# 1) Keybert (scratch)

There are many powerful techniques that perform keywords extraction (e.g. Rake, YAKE!, TF-IDF). However, they are mainly based on the statistical properties of the text and don’t necessarily take into account the semantic aspects of the full document.

[Reference](https://towardsdatascience.com/how-to-extract-relevant-keywords-with-keybert-6e7b3cf889ae)

In [None]:
!pip install sentence-transformers keybert keyphrase-vectorizers
!pip install textacy==0.11.0 -qqqq
!python -m spacy download en_core_web_sm -qqq

In [None]:
import numpy as np
import itertools
from sklearn.feature_extraction.text import CountVectorizer
from sentence_transformers import SentenceTransformer
from sklearn.metrics.pairwise import cosine_similarity
from keybert import KeyBERT
from keyphrase_vectorizers import KeyphraseCountVectorizer
import warnings
warnings.filterwarnings("ignore")

In [None]:
doc = """
         Supervised learning is the machine learning task of
         learning a function that maps an input to an output based
         on example input-output pairs.[1] It infers a function
         from labeled training data consisting of a set of
         training examples.[2] In supervised learning, each
         example is a pair consisting of an input object
         (typically a vector) and a desired output value (also
         called the supervisory signal). A supervised learning
         algorithm analyzes the training data and produces an
         inferred function, which can be used for mapping new
         examples. An optimal scenario will allow for the algorithm
         to correctly determine the class labels for unseen
         instances. This requires the learning algorithm to
         generalize from the training data to unseen situations
         in a 'reasonable' way (see inductive bias).
      """

In [None]:
# Extract candidate words/phrases
# use countvectorizer to remove stopword and define ngram
n_gram_range = (1, 1)
stop_words = "english"

count = CountVectorizer(ngram_range=n_gram_range, stop_words=stop_words).fit([doc])
candidates = count.get_feature_names_out()
print(candidates, '\n')

# embedding with distilbert
model = SentenceTransformer('distilbert-base-nli-mean-tokens')
doc_embedding = model.encode([doc])
candidate_embeddings = model.encode(candidates)

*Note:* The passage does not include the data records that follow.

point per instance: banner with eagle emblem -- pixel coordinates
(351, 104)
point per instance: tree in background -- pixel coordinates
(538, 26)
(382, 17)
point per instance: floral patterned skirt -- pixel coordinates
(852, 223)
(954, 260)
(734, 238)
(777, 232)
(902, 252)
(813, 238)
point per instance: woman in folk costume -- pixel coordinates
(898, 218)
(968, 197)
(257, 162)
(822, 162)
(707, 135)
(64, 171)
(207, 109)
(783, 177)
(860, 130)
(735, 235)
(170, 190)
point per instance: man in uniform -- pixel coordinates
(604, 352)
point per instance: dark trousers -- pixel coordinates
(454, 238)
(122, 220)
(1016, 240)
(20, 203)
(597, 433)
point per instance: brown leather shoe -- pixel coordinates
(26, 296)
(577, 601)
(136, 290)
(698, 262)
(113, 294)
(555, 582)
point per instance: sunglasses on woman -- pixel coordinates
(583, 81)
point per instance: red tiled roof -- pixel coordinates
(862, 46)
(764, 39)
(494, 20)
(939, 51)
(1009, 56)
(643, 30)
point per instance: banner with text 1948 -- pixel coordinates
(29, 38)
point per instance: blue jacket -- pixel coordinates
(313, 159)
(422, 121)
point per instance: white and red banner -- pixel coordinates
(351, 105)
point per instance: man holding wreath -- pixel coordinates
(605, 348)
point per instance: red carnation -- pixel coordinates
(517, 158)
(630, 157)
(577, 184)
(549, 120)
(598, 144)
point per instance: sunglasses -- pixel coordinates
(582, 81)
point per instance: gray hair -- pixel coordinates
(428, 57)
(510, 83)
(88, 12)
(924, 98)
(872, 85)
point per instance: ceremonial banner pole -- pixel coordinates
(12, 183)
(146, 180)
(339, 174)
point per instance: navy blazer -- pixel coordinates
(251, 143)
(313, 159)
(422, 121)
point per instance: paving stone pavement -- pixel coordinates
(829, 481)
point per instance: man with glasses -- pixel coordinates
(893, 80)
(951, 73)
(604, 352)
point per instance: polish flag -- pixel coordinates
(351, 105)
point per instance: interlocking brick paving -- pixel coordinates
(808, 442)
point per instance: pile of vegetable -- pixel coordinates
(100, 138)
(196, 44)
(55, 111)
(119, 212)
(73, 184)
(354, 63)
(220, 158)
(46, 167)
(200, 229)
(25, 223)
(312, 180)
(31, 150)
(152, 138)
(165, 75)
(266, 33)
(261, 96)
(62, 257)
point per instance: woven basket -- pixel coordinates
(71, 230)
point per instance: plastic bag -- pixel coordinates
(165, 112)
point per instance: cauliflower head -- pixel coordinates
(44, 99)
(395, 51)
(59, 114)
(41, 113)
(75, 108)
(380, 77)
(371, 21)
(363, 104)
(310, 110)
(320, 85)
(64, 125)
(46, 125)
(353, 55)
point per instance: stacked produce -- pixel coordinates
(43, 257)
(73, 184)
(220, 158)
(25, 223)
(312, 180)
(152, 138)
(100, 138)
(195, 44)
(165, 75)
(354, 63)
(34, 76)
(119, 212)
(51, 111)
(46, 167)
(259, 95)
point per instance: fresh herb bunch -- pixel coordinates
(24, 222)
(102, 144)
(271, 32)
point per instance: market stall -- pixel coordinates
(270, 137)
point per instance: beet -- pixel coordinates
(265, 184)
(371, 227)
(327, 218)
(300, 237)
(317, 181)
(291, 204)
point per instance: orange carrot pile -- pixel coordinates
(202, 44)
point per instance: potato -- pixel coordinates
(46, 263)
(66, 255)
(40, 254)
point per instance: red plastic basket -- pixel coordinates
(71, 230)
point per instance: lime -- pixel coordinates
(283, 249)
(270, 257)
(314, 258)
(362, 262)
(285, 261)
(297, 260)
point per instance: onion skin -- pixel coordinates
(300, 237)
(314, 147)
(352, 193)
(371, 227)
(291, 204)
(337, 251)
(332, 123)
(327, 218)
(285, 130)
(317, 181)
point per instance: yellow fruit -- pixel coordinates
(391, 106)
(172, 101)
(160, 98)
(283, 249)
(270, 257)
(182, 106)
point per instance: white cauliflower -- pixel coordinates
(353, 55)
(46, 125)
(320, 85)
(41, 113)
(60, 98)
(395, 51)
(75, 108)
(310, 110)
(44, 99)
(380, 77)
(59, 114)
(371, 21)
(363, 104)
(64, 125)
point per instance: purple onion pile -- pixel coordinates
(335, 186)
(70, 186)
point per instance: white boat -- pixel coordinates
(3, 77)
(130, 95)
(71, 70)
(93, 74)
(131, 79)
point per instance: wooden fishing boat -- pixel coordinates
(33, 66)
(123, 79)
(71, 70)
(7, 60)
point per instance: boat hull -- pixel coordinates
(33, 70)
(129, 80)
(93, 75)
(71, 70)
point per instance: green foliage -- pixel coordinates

print(doc_embedding.shape)
print(candidate_embeddings.shape)
print("\m")

# find top most similar candidates to document
top_n = 5
distances = cosine_similarity(doc_embedding, candidate_embeddings)
keywords = [candidates[index] for index in distances.argsort()[0][-top_n:]]
print(keywords, '\n')

['algorithm' 'allow' 'analyzes' 'based' 'bias' 'called' 'class'
 'consisting' 'correctly' 'data' 'desired' 'determine' 'example'
 'examples' 'function' 'generalize' 'inductive' 'inferred' 'infers'
 'input' 'instances' 'labeled' 'labels' 'learning' 'machine' 'mapping'
 'maps' 'new' 'object' 'optimal' 'output' 'pair' 'pairs' 'produces'
 'reasonable' 'requires' 'scenario' 'set' 'signal' 'situations'
 'supervised' 'supervisory' 'task' 'training' 'typically' 'unseen' 'used'
 'value' 'vector' 'way'] 

(1, 768)
(50, 768)
\m
['mapping', 'class', 'training', 'algorithm', 'learning'] 



In [None]:
# some words are too similar, maximize similarities(doc, word), min similarities(word, word)
nr_candidates = 10
distances_candidates = cosine_similarity(candidate_embeddings, candidate_embeddings)
words_idx = list(distances.argsort()[0][-nr_candidates:])
words_vals = [candidates[index] for index in words_idx]
distances_candidates = distances_candidates[np.ix_(words_idx, words_idx)]
print(words_vals)
print(distances_candidates.shape)

# Calculate the combination of words that are the least similar to each other to ensure diversity
min_sim = np.inf
candidate = None
for combination in itertools.combinations(range(len(words_idx)), top_n):
    sim = sum([distances_candidates[i][j] for i in combination for j in combination if i != j])
    if sim < min_sim:
        candidate = combination
        min_sim = sim

result = [words_vals[idx] for idx in candidate]
print("After Minimizing Distance", result)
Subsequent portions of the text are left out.